Essentially, you put a rat in a Skinner box — a training environment with a paddle, food dispenser (for rewards), and electrified floor (for punishment) — and set the food system to eject a pellet after a certain number of paddle presses. If you configure the system to eject a pellet every time the rat pushes the paddle, it’ll learn to push the paddle once, get its food, and move along. If you configure it to eject after a high number of pushes, the rat will lose interest because there’s probably easier food sources elsewhere. But, if you make it eject randomly, sometimes the rat will get the food quickly, sometimes it will have to work for it, and for that reason it keeps going at it, hoping that at some point soon it will get its food.

And so it is with Facebook. And so it is with email. And so it is with slot machines, lottery, chat rooms, coffeeshops, bars, blogs, anything where chance is a component of a quick reward. The chance that someone in my many groups will say something funny, drop an important piece of info, post a hilarious picture, or provide commentary on something I posted, that keeps me going back. Keeps me hitting “Refresh” to the detriment of the rest of my life. I don’t want to say I’m sick, but there it is; I get addicted more easily than I can resist. And that pisses me off.


Mar 6 2010

Fiction Distraction

Forgive me, reader, for I have sinned. It’s been a while since my last update.

See, since I opened my Facebook account, I’ve been paying a large amount of attention to that account as I make snarky commentary and wait for the snarky replies (this is strangely similar to my former IRC habit). So, at the end of the day, my desire to make long-form commentary in this journal is diminished, and I’d rather put on some music, play Mahjongg, then go to bed.

A shame, a shame.

I will confess, however, that I have been writing a short story during the past five weeks. It’s science-fiction in general, futurepunk in specific (I’m trying to avoid calling it “cyberpunk”, given the soured reputation of the genre, even though it technically is cyberpunk). Early in February, I got an itch to lay down a few paragraphs to set a scene. More style than substance, but I knew there was a story there somewhere. The next night, I wrote the next chapter and felt it; I had to write this story to see where it goes. After the third chapter, I had to stop myself and go, “Hey, so…what’s the ending?” And I thought about it, considered some of the options made visible by my writing so far, and I couldn’t come up with anything.
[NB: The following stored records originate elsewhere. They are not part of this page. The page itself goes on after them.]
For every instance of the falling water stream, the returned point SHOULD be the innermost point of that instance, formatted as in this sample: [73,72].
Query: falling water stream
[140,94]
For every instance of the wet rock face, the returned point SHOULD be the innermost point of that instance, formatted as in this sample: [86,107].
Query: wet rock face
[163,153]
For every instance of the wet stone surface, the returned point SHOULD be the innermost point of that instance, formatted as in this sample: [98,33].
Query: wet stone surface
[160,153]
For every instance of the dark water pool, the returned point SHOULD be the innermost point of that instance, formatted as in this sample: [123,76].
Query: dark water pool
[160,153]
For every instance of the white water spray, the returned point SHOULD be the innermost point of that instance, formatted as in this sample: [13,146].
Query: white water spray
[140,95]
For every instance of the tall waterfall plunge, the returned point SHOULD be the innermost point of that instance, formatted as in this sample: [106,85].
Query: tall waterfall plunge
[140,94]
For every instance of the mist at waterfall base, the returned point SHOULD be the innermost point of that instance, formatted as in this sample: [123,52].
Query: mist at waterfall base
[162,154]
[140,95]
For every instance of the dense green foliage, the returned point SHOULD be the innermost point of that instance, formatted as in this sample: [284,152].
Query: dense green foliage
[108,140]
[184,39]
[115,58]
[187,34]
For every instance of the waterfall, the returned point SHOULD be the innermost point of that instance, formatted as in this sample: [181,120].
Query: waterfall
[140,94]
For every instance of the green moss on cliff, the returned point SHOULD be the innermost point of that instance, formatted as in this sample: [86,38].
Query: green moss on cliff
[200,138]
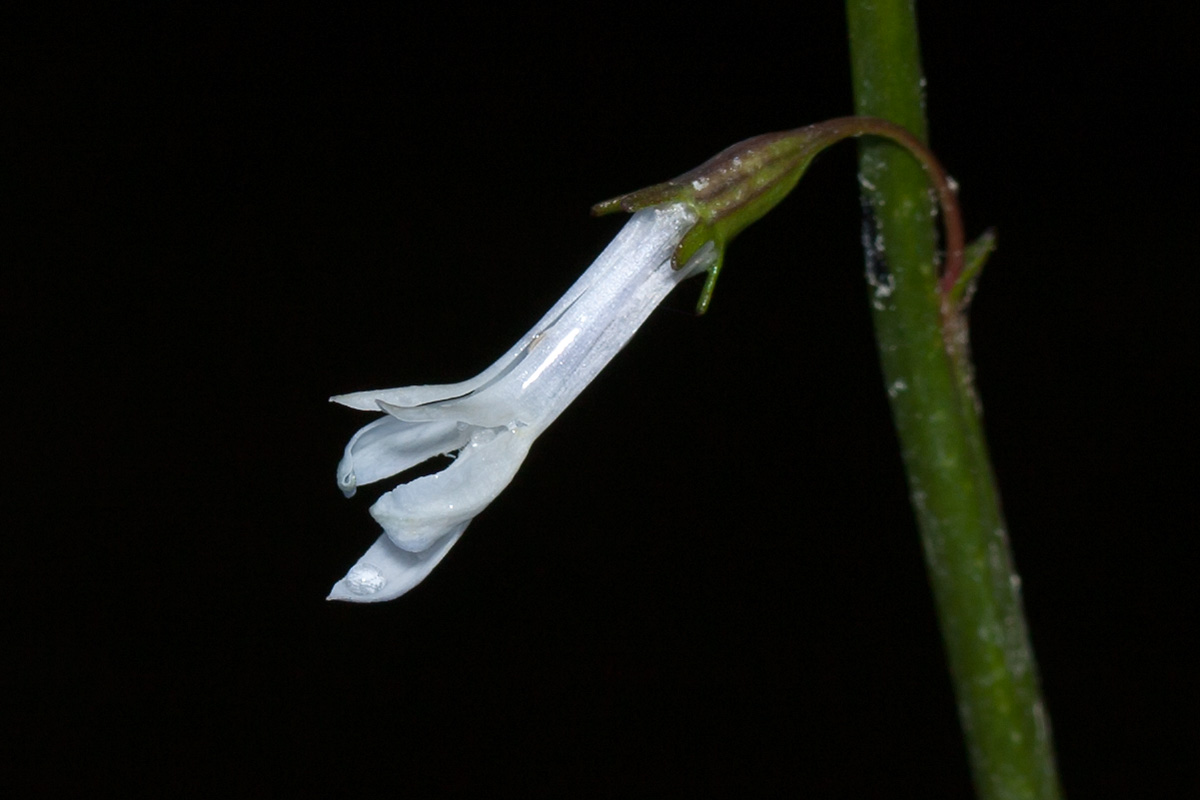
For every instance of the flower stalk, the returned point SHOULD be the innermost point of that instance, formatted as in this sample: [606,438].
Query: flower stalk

And then I laid down for bed when it smacked me like a ton of lead. “Oh, fuck! That’s the ending!”

The next few weeks was spent carving the path to actually reach that conclusion. The distractions mounted — facebook, work, Olympics, drooling on my desk — but I managed to lay down the final chapter a few days ago. The first draft is finished. I’m now in the final readthroughs to smooth the rough hairs before I send it to a few friends for critique. When they return their notes and I integrate them into the text, I’ll most likely be ready to share with you, my reader.

So, keep close.


Dec 8 2009

Ab Use and Neglect

So, it seems your humble author has finally gone and done it. I drank the Kool-Aid(tm). And now you can find me on Facebook. No sense linking, because most of you are already on my friends list.

And why did I do it? Kinda because I don’t hang out with anyone. There’s work, coffee, home, and there’s not too many people at each that I chat with. Y’know? More my fault than anyone else’s. So Facebook is a stand-in, a proxy for friendship. I always say “friendship is proximity”, and I still believe it, so if this is what I need to do to keep my friendships from fading completely, then joining is what I shall do.

However, I do blame my recent Facebook fetishism for my journal’s neglect. Funny, but I’m doing the same exact things with Facebook that caused me to leave IRC: mumble rambling WTF-isms and wait for responses. And wait. And wait. Projects kinda take a back seat. Funny, that.

So yeah. Find me there. If you ask nicely, I might accept your friendship.